Leading Edge became a fixed-base operator in Bend in 2005, after initially having a large flight school at the small airport.

“We started to do our own fueling for our flight school, and it just kind of grew from there,” Fraley said.

Leading Edge’s Bend facility is slightly smaller, at 3,200 square feet.

The new agreement with Leading Edge comes as the Redmond airport is booming. The city says landings and takeoffs at RDM have increased by 47 percent to 95,000 in the last two years.

The increase in corporate planes makes up a large part of that, jumping by 20-to-25 percent recently, Carrick said.

The new facility, which Leading Edge plans to open in two years, will feature leasable office space for aviation-related businesses, as well as the ability to house larger corporate jets. Carrick said Leading Edge uses about eight hangars now in Redmond but none are large enough to house a Gulfstream.

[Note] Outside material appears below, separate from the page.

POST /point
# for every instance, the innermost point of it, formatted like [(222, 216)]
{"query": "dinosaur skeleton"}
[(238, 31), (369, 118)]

“We’ve already got several companies inquiring about the new office space,” he said.

The company will also expand its parking lot at its facility, which is located on the north side of the airport off Veterans Way.

The growth in corporate air travel to Redmond has partly been stunted by a need for new facilities, Fraley said.

“It’s one of those rare instances in development where you say, ‘If you build it, they will come,’ and they really do,” he said.

The city-owned World War II hangar, which is leased to Leading Edge, will get $100,000 in improvements, including a re-siding and a new roof, as part of the new agreement. According to city documents, it is a standard hangar built for Air Force bases in the 1940s and the only remaining World War II building at the airport.

Carrick said the hangar was used to work on B-17 and B-38 Flying Fortress planes. The current fixed-based operator building features photos of the early days of Redmond aviation.

Though no analysis has been done on the economic impact of Leading Edge’s Redmond expansion, Jon Stark, senior director of Redmond Economic Development Inc., has heard positive things about the fixed-based operator.

“Leading Edge has already improved FBO services on the airport, as reported by several of our mutual customers,” he said.

While Redmond and Bend are now its only fixed-based operator facilities, Leading Edge could expand outside Deschutes County.

“We’re just always looking for new opportunities,” Fraley said.